While some observers raise concerns about inflated valuations and blurred customer-partner relationships, Nvidia's investment strategy signals a clear approach. The company is prepared to deploy significant capital to secure its supply chain and shorten lead times for essential AI infrastructure, from optical links to power-dense data halls.


What exactly is Nvidia funding with its major AI commitment?

According to industry reports, a significant portion is earmarked for OpenAI, representing one of the largest single investments Nvidia has made. The remaining capital is split across multiple publicly-listed firms and numerous private rounds, covering data-center operators (IREN, Nebius), photonics suppliers (Lumentum, Coherent), materials firms (Corning), and frontier labs like Anthropic. CNBC notes the goal is to finance the physical layer that will ultimately house and connect Nvidia GPUs.

Why is Nvidia investing in its own customers instead of just selling chips?

By taking equity stakes, Nvidia locks in future demand and lowers the capital hurdle for buyers. Example: CoreWeave signed a major initial order with Nvidia backing shortly after the investment framework was announced.

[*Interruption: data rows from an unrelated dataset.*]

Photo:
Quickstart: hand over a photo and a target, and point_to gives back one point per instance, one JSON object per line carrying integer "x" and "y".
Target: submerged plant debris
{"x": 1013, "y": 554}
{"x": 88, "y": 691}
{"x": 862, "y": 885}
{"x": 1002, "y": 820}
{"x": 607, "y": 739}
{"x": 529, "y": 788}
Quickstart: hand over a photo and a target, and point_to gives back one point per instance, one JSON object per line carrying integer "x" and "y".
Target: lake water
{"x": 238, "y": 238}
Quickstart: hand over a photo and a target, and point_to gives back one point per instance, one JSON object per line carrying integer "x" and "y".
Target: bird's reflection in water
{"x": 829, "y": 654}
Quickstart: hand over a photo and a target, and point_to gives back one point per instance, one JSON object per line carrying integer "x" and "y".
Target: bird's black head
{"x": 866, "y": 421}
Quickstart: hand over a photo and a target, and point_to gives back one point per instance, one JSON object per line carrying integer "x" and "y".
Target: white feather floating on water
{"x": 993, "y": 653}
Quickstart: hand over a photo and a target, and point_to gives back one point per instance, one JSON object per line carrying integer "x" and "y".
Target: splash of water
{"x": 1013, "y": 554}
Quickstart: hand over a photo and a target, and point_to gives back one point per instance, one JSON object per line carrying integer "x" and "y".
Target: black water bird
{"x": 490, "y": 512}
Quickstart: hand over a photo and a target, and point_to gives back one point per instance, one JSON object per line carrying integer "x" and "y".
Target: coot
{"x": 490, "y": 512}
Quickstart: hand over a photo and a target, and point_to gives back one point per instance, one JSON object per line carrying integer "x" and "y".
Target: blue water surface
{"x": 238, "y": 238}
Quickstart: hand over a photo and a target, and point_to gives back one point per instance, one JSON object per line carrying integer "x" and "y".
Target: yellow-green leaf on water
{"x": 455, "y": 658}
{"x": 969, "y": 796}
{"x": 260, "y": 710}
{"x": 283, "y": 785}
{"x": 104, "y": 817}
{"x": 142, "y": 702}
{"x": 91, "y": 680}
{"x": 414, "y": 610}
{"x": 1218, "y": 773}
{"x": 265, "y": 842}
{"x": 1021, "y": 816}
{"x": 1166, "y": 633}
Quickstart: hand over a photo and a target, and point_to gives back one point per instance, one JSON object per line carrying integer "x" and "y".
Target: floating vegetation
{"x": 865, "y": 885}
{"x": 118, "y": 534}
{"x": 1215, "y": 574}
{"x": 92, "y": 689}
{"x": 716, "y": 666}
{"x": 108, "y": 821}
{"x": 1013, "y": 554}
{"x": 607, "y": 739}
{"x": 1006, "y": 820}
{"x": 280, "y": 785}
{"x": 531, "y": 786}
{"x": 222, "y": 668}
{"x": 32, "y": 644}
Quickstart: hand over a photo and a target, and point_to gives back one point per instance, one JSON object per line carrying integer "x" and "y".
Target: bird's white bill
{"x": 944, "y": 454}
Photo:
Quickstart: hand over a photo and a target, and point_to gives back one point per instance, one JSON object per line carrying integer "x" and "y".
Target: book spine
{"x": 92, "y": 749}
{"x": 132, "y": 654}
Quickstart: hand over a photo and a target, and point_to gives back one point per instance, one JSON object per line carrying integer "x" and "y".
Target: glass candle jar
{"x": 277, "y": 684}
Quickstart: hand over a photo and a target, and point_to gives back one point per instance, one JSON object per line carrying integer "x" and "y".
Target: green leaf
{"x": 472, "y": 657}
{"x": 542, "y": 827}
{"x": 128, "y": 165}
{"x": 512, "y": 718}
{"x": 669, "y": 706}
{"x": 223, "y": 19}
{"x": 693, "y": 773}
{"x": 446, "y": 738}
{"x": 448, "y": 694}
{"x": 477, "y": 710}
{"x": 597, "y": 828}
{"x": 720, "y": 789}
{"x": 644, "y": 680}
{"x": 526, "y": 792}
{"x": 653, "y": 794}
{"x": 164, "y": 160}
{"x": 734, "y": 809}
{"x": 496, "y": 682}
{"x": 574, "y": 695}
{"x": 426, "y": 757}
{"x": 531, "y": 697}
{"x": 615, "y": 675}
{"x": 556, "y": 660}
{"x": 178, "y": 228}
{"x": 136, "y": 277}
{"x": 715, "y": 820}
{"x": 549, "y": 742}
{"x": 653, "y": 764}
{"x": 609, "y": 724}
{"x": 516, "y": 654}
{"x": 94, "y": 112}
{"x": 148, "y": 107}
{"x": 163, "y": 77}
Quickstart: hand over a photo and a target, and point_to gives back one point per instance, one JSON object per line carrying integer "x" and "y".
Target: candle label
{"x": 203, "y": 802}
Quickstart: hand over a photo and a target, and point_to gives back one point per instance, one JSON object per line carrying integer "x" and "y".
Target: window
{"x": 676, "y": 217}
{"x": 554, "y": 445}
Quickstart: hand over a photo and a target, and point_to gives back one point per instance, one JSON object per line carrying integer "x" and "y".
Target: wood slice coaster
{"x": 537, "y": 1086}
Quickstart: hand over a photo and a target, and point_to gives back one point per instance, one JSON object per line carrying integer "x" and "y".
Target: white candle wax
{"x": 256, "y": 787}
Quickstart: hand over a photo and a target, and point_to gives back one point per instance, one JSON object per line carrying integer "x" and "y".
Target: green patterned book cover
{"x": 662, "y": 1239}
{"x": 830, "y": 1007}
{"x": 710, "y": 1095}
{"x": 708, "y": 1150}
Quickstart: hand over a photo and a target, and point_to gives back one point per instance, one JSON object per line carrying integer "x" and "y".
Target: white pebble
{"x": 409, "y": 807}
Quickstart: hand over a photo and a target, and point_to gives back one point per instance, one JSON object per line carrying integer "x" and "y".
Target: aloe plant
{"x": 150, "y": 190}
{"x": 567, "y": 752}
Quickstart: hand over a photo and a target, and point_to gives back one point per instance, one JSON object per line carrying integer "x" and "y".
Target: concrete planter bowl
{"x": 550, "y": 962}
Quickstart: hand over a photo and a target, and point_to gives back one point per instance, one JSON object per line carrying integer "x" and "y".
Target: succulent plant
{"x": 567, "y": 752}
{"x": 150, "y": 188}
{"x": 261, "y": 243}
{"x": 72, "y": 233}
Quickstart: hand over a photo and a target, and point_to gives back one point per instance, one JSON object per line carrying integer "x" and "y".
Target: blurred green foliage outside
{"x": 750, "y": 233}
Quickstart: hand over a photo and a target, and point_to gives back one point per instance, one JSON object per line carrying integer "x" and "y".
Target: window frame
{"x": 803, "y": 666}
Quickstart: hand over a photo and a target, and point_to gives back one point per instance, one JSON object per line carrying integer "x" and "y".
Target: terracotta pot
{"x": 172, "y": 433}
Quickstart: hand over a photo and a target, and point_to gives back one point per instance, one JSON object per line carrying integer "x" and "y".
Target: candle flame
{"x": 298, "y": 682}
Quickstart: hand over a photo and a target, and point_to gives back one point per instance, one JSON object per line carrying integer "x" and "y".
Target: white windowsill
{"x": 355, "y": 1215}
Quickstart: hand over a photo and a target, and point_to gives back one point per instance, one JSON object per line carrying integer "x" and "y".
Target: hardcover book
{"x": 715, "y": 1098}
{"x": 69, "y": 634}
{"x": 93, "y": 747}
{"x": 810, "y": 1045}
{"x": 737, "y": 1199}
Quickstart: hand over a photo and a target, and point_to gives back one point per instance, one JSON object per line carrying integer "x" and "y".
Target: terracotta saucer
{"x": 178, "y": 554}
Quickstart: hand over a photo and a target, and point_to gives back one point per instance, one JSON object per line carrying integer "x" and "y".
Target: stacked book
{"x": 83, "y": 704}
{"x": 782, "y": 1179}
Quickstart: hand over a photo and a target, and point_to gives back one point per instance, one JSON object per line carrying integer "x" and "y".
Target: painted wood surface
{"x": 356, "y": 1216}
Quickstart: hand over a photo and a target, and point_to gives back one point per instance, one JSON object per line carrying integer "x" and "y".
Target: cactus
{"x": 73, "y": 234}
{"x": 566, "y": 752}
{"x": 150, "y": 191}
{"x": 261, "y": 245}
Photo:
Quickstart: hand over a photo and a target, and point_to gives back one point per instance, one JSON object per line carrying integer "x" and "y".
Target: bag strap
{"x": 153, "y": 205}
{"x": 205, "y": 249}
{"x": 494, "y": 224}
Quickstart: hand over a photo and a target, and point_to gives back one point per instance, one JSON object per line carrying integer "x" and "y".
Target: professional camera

Critics call this "circular financing," but supporters see it as securing a multi-year pipeline at a time when every hyperscaler is also exploring custom silicon.

How big is the infrastructure build-out that Nvidia is bank-rolling?

According to industry reports, the disclosed numbers point to significant new "AI factory" capacity targeted for the coming years. That translates into hundreds of thousands of Blackwell and Rubin accelerators, plus Nvidia's own networking and optics kits. Industry sources suggest Nvidia has ambitious internal revenue forecasts for these chips, implying the company expects the build-out to keep accelerating.

Which non-obvious companies are getting Nvidia money?

Beyond the headline names, Nokia and smaller radio-access partners are receiving capital to integrate Nvidia's AI RAN stack, while sovereign AI projects in India, Japan, France and Canada are being offered joint-financing vehicles. Even specialty glass-maker Corning is receiving substantial investment according to industry reports, underscoring how Nvidia is securing every choke-point from fiber bundles to GPU racks.

Could these investments backfire if AI demand slows?

Yes. If model-training budgets shrink or power constraints delay new data centers, Nvidia risks holding equity in cash-hungry infrastructure firms just as its own chip sales decelerate. Analysts at Wedbush warn the deals "appear to fit the circular investment theme", meaning the same dollars could simply rotate back into more Nvidia gear, masking true end-user demand.